The flow of people crossing the border from Morocco into the Spanish enclave of Ceuta is unceasing.

Every day up to 40,000 people pass legally into this tiny splinter of Spain on North Africa's Mediterranean coast to buy and sell everything from cigarettes and alcohol to clothes and toilet paper.

On the beach next to the border post, two teenagers in shorts drag washing machines lashed to makeshift rafts into the sea and float them along the coast to Morocco.

Officers from Spain's Guardia Civil look on, but do nothing to stop them. It is not the trade in goods the police here are concerned about - it is the one in people.

On a hill overlooking the Mediterranean, Ceuta's migrant reception centre houses nearly 400 people who have evaded the double barbed-wire fences, movement sensors and cameras designed to keep them out of the enclave.

Desperate journey

The centre started out as a series of makeshift huts, but the flow of refugees has been so great that it has been upgraded and turned into a permanent facility.

Kafumba Khomah
Kafumba Khomah: "I just got into the sea and came here"

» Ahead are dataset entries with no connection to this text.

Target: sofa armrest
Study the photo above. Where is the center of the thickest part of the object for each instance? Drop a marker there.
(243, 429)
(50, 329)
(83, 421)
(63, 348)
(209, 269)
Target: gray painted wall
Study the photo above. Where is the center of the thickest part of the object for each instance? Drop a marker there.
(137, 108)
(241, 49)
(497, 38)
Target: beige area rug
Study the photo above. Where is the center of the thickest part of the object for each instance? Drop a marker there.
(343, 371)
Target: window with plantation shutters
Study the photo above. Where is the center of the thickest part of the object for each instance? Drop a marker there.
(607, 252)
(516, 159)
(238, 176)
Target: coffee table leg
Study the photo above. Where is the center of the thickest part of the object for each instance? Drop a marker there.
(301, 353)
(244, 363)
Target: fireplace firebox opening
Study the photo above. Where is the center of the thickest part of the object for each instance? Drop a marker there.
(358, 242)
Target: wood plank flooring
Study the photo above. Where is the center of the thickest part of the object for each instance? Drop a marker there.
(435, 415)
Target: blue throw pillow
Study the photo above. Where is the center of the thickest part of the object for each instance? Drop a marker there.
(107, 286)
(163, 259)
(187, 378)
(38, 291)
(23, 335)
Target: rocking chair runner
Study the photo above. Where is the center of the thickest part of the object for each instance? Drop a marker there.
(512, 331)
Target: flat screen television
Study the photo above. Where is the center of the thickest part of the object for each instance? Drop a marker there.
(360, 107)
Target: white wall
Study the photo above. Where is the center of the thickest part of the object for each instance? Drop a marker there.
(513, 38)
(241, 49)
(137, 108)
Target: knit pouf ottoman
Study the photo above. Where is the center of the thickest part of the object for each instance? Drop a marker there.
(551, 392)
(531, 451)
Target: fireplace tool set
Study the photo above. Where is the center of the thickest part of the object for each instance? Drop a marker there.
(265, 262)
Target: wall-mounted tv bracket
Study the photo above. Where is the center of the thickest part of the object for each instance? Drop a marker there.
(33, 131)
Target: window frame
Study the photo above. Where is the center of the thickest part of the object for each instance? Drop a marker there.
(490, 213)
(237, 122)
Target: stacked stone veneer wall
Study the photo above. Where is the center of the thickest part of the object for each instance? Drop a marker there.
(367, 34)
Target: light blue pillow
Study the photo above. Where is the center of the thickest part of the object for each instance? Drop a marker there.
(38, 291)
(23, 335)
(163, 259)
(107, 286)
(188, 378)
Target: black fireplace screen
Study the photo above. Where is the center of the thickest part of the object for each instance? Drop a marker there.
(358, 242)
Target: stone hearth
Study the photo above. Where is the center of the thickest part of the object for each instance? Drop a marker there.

One of its residents is Kafumba Khomah, a 23-year old student from Liberia. As he looks out to sea, he relives the five-hour night-time swim that nearly cost his life.

"An Arab man pointed to Ceuta and told me this is Spanish territory," he told me.

"He said if I got here my problems could be over, so I just got into the sea and came here. I didn't know what would happen or whether I'd make it or not. When I got here I was very happy."

In La Plaza de Los Reyes, Ceuta's main square, immigration is too well-worn a topic to provoke much open discussion.

Local backlash

Nevertheless Yolanda Gonzales, a journalist on the local newspaper, El Faro, says there is resentment among Ceutans at the arrival of so many migrants.

"Ceuta is just a step on the way to Spain or the rest of Europe and this can cause a lot of problems," she says.

Some Ceutans object to the arrival of immigrants

"Some of the immigrants stay in the reception camp, but some become robbers.

"They have no papers, no money and no job. They can't get work legally, so they need money to survive."

The rise of the far-right across Europe has prompted the Spanish Prime Minister Jose Maria Aznar to draw up proposals to be presented at next month's EU summit in Seville to tackle illegal immigration.

As Spain considers ways of tightening Europe's external borders, it could do worse than start by looking at the situation on its own North African back door.